May a year ago, data privacy laws and digital strategies took an interesting tact toward the rights of individuals to be known and or not known to Google search. On the heels of a case dating back to 2010 involving a Spanish citizen who filed a complaint with the National Data Protection Agency against a Spanish newspaper, Google Spain and Google Inc, the Court of Justice of the European Union ruled on May 2014 that Google would not escape its responsibilities before European law when handling personal data by simply referring to itself as a search engine.
In this case specifically, the Court of Justice ruled that data protection laws apply and so do the rights of this individual and others to be digitally forgotten by Google. In the year since the ruling, Google has been in the position of having to consider delete requests and make the call on its own, all while striking a balance on people’s individual digital rights to privacy against the public’s right to know (aka the Privacy Exchange Rate). Since going into effect, Google has received more than 250,000 requests involving almost one million links in a year. The Wall Street Journal reports that Google has agreed to remove 35% of the links submitted and declined to remove 50%, with 15% still under review.

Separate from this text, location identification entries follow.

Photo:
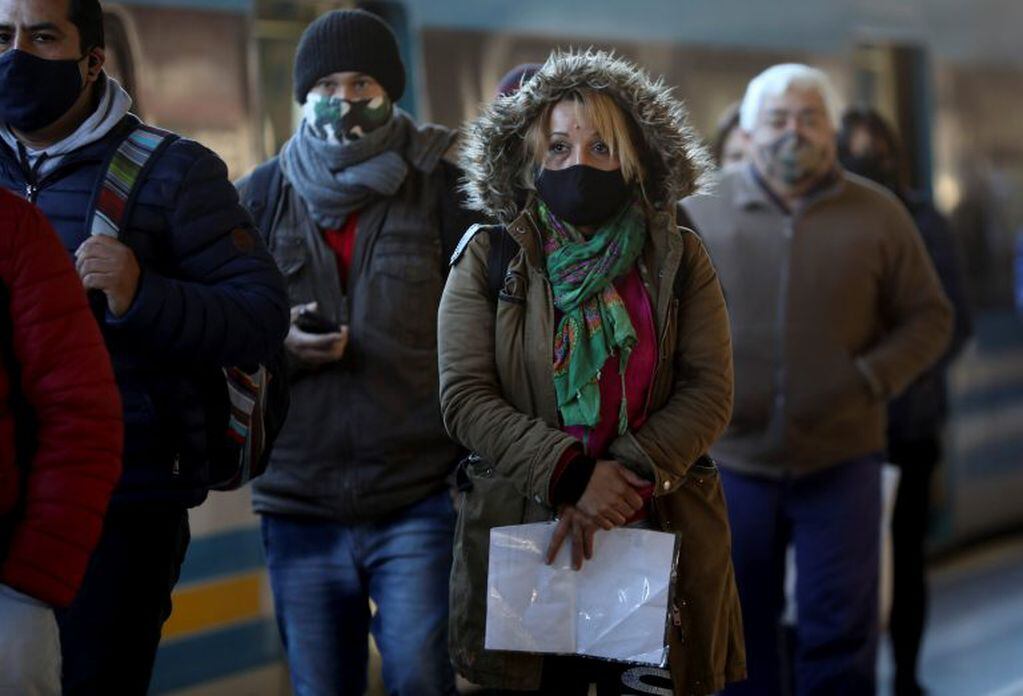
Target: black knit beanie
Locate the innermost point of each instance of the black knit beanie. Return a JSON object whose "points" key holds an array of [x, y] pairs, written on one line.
{"points": [[349, 40]]}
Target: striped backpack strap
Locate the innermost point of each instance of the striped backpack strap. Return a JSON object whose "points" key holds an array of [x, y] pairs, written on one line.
{"points": [[124, 171]]}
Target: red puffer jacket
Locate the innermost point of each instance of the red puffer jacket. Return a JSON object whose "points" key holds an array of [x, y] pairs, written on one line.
{"points": [[68, 384]]}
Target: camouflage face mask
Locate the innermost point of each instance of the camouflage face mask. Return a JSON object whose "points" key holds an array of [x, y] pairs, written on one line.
{"points": [[343, 121]]}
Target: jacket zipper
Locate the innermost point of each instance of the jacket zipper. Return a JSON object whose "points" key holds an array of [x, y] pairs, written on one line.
{"points": [[781, 368], [672, 311]]}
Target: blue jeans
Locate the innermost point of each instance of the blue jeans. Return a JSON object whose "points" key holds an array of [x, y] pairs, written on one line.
{"points": [[833, 518], [323, 574]]}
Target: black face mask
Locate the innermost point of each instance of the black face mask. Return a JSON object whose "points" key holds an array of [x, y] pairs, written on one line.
{"points": [[34, 91], [876, 168], [582, 194]]}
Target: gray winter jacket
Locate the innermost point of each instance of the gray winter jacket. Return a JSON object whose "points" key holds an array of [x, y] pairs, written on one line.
{"points": [[364, 436]]}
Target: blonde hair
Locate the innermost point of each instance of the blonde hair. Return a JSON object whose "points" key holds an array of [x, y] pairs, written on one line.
{"points": [[608, 120]]}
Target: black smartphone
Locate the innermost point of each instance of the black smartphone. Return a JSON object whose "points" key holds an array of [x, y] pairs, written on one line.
{"points": [[314, 322]]}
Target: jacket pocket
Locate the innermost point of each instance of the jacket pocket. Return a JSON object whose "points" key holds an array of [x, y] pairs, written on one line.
{"points": [[405, 291], [290, 254]]}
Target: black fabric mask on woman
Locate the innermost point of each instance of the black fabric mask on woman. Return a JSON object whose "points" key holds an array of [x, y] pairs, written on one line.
{"points": [[583, 194], [34, 91]]}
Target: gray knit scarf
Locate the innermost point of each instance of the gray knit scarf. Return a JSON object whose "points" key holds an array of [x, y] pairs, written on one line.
{"points": [[336, 180]]}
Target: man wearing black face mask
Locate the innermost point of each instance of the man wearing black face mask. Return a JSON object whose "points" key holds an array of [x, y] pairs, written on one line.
{"points": [[868, 145], [180, 287], [835, 308], [361, 213]]}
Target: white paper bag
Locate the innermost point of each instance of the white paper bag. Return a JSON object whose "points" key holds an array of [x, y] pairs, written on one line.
{"points": [[615, 607]]}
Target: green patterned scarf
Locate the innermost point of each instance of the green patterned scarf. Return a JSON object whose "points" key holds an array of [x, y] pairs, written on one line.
{"points": [[595, 323]]}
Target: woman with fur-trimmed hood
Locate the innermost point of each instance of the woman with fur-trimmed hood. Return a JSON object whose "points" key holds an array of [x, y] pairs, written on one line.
{"points": [[594, 375]]}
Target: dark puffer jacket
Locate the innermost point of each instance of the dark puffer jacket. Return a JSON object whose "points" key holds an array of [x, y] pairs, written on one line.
{"points": [[364, 436], [59, 414], [921, 410], [209, 296]]}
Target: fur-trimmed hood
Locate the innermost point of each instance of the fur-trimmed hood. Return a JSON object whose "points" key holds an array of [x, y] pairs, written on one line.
{"points": [[494, 149]]}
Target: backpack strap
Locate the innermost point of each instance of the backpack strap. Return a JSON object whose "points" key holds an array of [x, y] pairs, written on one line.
{"points": [[126, 168], [25, 423], [502, 250]]}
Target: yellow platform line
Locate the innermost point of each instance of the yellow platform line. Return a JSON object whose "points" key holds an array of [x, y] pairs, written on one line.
{"points": [[215, 604]]}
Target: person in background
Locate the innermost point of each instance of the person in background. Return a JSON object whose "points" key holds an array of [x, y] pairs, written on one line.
{"points": [[60, 443], [361, 212], [590, 383], [515, 79], [728, 146], [835, 309], [869, 146], [185, 289]]}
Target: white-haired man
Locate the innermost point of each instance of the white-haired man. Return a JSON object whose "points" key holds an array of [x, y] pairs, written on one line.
{"points": [[835, 308]]}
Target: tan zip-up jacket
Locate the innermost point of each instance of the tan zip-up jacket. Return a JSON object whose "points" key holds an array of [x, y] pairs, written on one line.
{"points": [[835, 309]]}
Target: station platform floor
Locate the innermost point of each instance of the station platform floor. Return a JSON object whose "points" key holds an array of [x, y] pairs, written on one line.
{"points": [[974, 641]]}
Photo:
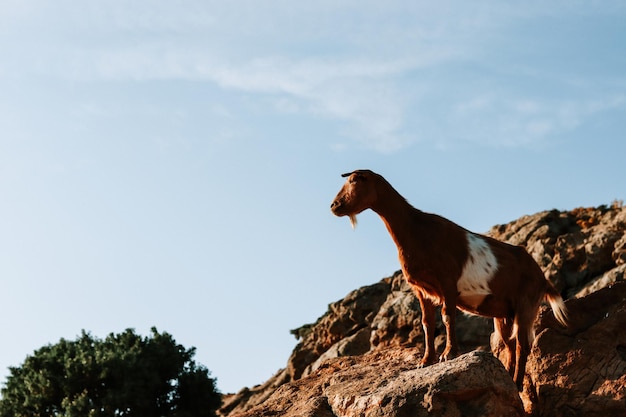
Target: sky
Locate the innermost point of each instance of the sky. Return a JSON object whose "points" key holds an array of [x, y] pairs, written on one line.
{"points": [[172, 163]]}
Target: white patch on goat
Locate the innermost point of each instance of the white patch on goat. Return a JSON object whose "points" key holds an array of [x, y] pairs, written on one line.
{"points": [[480, 267]]}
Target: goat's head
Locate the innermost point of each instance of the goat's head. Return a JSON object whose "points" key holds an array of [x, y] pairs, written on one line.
{"points": [[357, 194]]}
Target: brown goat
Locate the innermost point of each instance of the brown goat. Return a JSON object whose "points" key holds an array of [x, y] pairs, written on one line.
{"points": [[450, 266]]}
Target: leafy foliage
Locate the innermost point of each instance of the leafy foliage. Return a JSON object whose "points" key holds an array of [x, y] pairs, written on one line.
{"points": [[123, 375]]}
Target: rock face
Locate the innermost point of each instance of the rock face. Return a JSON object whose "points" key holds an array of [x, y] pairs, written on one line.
{"points": [[388, 383], [377, 328]]}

And in related digital strategies, Google announced that they will be updating their TRs (tansparency reports) in order to keep up with more complicated requests for data collected through their search business. Google transparency reports have been produced since 2010. The reports had previously included things like:
- Government requests to remove content
- Requests by copyright owners to remove search results
- Google product activity
- Safe browsing statistics, and email protection requests, and
- EC privacy requests
Transparency reports are now updated at Google too to include new emergency and preservation requests received for more time-sensitive disclosures. Emergency requests include information about individuals in immediate danger that may be helpful in rescue efforts. Special fast track systems are now in place to emergency requests received not just from US authorities but from an all countries. Preservation requests entail requests to put certain information about an individual or situation to the side. This is done so that information pertaining to an investigation, for example, is not lost and can be easily and quickly located by Google.

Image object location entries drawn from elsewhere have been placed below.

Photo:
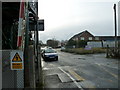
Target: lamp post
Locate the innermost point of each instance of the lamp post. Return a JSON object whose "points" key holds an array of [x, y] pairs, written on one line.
{"points": [[115, 20]]}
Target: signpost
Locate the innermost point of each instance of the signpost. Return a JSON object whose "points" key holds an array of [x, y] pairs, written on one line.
{"points": [[17, 60]]}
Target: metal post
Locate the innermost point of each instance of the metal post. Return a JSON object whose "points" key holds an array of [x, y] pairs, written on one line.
{"points": [[26, 69], [38, 51], [115, 28]]}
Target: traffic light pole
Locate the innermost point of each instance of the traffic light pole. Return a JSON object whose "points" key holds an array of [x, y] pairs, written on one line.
{"points": [[115, 28]]}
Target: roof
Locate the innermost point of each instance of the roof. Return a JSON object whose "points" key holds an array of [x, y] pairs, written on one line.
{"points": [[80, 34]]}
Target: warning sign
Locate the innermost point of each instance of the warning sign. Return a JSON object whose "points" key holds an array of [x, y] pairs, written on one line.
{"points": [[17, 60], [16, 65]]}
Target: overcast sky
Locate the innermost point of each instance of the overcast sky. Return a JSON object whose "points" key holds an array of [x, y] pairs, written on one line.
{"points": [[65, 18]]}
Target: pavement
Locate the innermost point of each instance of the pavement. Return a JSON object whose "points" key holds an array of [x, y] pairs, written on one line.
{"points": [[81, 72]]}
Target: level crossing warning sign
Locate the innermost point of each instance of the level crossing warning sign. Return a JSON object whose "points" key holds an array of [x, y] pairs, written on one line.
{"points": [[17, 60]]}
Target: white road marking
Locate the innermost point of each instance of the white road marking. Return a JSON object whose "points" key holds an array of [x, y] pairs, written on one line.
{"points": [[71, 78]]}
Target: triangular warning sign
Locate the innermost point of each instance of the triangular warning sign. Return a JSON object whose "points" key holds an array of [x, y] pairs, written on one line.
{"points": [[16, 58]]}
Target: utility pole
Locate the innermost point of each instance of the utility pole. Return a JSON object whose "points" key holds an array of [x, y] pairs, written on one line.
{"points": [[38, 51], [26, 78], [115, 20]]}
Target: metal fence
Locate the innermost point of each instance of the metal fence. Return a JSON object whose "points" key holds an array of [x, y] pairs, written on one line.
{"points": [[10, 78]]}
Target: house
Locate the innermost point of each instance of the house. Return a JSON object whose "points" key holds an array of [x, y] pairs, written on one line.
{"points": [[85, 35], [95, 41]]}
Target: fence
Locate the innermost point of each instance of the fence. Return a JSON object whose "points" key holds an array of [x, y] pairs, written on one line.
{"points": [[10, 78]]}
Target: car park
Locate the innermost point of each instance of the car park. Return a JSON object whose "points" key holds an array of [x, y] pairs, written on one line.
{"points": [[49, 54]]}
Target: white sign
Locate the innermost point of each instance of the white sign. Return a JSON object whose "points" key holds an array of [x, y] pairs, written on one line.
{"points": [[16, 57]]}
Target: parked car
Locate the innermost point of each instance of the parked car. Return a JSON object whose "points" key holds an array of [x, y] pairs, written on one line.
{"points": [[62, 48], [49, 54]]}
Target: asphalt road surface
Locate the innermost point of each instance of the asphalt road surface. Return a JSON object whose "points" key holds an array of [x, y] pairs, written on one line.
{"points": [[81, 71]]}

With the first year of the right to be forgotten behind us, and these new transparency capabilities in place by what some might consider the most successful digital strategy services firm we've seen, it's interesting to think about the intersection between digital, transparency, and risk. Should transparency be considered a design principle of any enterprise digital strategy? In the 3rd platform era of big data, what are the business, operational and technology outcomes to target when considering transparency as a digital strategy component? What role does technology play, both as a contributor and transparency enabler?